It was a glittering evening on Sunday in Paris as the industry gathered to toast the 2023 recipients of the Neiman Marcus AwardsAmina Muaddi, Loewe’s creative director Jonathan Anderson and Brunello Cuccinelli.

The evening kicked off with a small dinner with Neiman’s executives and the designers. At 9 p.m., as the Eiffel Tower sparkled, guests who’d traded Valentino’s modern black for sartorial black tie wound their way up to La Suite Girafe, the terrace perched atop the Cité de l’Architecture et du Patrimoine. Not even a malfunctioning elevator could slow the steady stream of arrivals that included Rick Owens, Michele Lamy and “Emily in Paris” stars Ashley Park and Paul Forman.

Neiman Marcus’ chief merchandising officer Lana Todorovich, in a white Rick Owens dress, said she was struck by the symbolism of having a five-year-old brand in Muaddi, Anderson’s 10-year tenure at Loewe and 40 years of Brunello Cucinelli as the honorees for this relaunch edition of the awards. “It’s really special,” she enthused, making her way to the podium with Neiman Marcus Group chief executive officer Geoffroy van Raemdonck.

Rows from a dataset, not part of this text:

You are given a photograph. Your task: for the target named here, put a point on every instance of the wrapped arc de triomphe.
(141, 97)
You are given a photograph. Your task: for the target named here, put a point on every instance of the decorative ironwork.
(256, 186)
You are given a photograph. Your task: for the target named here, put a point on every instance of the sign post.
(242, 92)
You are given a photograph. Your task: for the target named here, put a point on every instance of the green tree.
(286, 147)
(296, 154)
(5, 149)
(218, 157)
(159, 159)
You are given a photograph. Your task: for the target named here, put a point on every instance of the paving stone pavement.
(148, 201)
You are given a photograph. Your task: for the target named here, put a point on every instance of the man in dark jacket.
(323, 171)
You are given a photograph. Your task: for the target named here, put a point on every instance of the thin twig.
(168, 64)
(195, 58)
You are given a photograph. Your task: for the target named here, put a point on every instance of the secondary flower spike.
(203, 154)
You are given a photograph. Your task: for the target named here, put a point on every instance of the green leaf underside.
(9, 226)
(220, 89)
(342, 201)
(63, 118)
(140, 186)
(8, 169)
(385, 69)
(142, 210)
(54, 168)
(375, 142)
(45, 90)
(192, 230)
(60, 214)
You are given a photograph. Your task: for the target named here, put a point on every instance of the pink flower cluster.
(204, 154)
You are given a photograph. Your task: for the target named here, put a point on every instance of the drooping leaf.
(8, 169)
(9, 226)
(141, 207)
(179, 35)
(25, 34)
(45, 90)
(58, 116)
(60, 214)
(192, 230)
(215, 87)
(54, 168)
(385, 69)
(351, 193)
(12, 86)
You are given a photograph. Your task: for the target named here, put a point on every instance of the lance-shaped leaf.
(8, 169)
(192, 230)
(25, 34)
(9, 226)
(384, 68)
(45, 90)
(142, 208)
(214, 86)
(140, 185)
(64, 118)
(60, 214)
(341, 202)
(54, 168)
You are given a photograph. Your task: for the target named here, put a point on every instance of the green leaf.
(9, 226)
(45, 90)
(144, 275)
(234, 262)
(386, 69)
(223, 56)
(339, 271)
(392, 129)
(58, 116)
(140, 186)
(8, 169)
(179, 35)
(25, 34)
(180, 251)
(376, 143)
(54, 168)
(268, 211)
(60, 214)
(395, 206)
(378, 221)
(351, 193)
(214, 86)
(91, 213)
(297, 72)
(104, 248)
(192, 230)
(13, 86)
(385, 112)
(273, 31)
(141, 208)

“Tonight is a celebration of the industry, of creativity and we are so honored to have with us all of you – past and present recipients, future recipients, brand partners friends and influencers in the industry,” said van Raemdonck, noting the “couple hundred billions of revenue” the attendees symbolized “the power, the influence we have here in luxury and how [Neiman Marcus] takes it seriously.”

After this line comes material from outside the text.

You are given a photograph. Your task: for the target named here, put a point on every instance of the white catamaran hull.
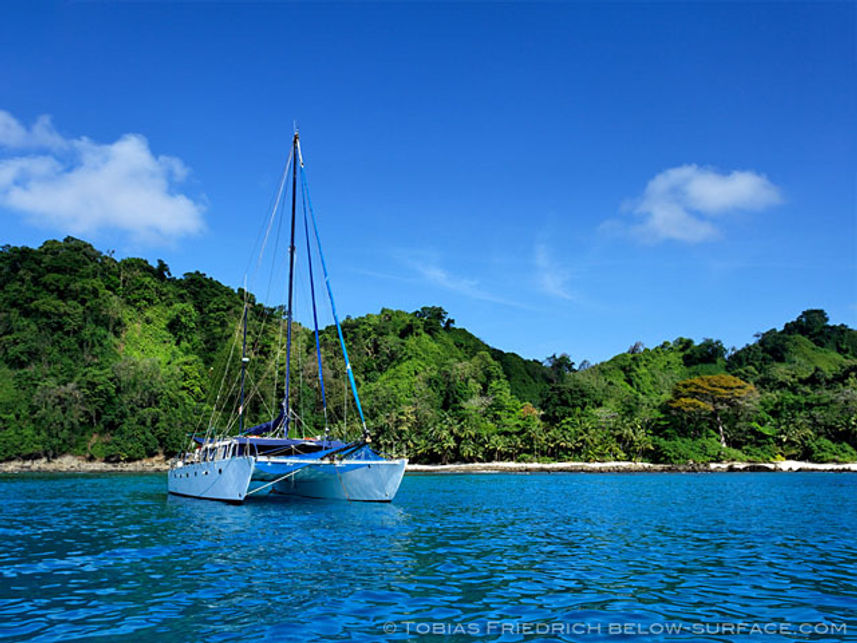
(356, 480)
(225, 479)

Lana Todorovich, Brunello Cucinelli, Amina Muaddi, Jonathan Anderson and Geoffroy van Raemdonck

Lana Todorovich, Brunello Cucinelli, Amina Muaddi, Jonathan Anderson and Geoffroy van Raemdonck.

François Goizé

In the room was Rosita Missoni, who was marking the 50th anniversary of her win, the first international award received by the family company.

For the return of the Neiman Marcus Awards after a six-year absence, van Raemdonck started by calling up Muaddi to present her with the Neiman Marcus Award for Innovation in the Field of Fashion.

Todorovich highlighted the footwear designer’s “extremely beautiful modern expressions and creations” as well as her business acumen.  

“It’s not often that an accessories designer gets the same recognition as ready to wear or are perceived as innovators in fashion,” said Muaddi as she received the trophy from the retail executives, taking pride in receiving an award previously handed to women like Coco Chanel and Elsa Schiaparelli – an “iconic crew,” in her opinion.

Next up on the stage was Anderson, who scooped the first Neiman Marcus Award for Creative Impact in the Field of Fashion for his work at Loewe.

“It’s like Dallas in Paris,” quipped the designer as he took in the packed room. He went on to say he stood on the stage as an ambassador for his team at Loewe, thanking them as well as LVMH Fashion Group chaiman and CEO Sidney Toledano and Loewe CEO Pascale Lepoivre, who “put up with him on good days and the bad days.”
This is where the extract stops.